Preparation and thermal property enhancement of sodium acetate trihydrate-lithium chloride-potassium chloride expanded graphite composite phase change materials

Abstract

Phase change materials (PCMs) present promising solutions for enhancing energy efficiency in solar heat pump systems. In our study, we have innovatively developed a composite PCMs (CPCMs) by combining sodium acetate trihydrate (CH3COONa·3H2O, SAT), lithium chloride (LiCl), potassium chloride (KCl), and incorporating expanded graphite (EG). This addition of high thermal conductivity EG was aimed at bolstering the CPCM's thermal stability.
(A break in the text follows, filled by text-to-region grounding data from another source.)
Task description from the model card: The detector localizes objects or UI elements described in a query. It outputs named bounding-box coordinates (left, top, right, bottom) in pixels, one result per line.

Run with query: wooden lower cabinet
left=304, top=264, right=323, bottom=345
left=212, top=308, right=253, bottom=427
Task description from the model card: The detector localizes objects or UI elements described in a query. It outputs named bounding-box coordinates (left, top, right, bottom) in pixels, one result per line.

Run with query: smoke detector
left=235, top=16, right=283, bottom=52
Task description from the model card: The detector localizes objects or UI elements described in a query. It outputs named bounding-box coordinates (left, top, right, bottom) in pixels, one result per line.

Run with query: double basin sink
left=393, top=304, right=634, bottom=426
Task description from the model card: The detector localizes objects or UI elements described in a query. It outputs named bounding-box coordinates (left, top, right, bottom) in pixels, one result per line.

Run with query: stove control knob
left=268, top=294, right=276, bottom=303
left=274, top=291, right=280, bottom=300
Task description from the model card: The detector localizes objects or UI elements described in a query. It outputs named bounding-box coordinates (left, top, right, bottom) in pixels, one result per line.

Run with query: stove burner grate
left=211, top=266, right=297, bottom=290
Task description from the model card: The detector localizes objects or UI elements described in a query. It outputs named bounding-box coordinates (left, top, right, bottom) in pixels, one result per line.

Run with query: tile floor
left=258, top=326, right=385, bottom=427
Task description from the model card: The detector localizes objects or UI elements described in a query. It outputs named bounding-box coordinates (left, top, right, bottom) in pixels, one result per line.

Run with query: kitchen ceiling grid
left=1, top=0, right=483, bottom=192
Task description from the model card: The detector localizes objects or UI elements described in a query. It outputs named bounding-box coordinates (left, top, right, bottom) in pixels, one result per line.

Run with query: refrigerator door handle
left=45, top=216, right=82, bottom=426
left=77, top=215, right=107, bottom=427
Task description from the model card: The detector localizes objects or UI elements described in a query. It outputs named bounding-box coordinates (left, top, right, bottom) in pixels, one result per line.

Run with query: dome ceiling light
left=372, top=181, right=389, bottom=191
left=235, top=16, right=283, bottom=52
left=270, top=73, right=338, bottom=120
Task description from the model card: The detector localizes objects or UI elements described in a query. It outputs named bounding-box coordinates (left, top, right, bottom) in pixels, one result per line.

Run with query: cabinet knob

Our findings reveal that SAT-LiCl-KCl/EG CPCMs, with 14 wt% EG, significantly enhances thermal energy storage performance while preserving the fundamental phase change characteristics. The resulting CPCMs demonstrates a phase transition temperature of 49.3 °C and a latent heat of 196.4 J/g, ideally suited to meet the demands of hot water heat pump systems operating in the 45–50 °C range. Notably, the thermal conductivity of this CPCMs, following the incorporation of 14 wt% EG, registers at 4.54 W/(m K), representing a remarkable 10.6-fold increase compared to the SAT-LiCl-KCl ternary eutectic salt. To ensure long-term stability, secondary encapsulation with a thermally conductive sealant was applied. Subsequent tests involved subjecting the CPCM to 3000 heating/cooling cycles, resulting in minimal deviations, with the phase transition temperature shifting by approximately 1 °C and a modest 6 % reduction in latent heat of phase transition. These outcomes underscore the robustness and reliability of our developed composite phase change materials.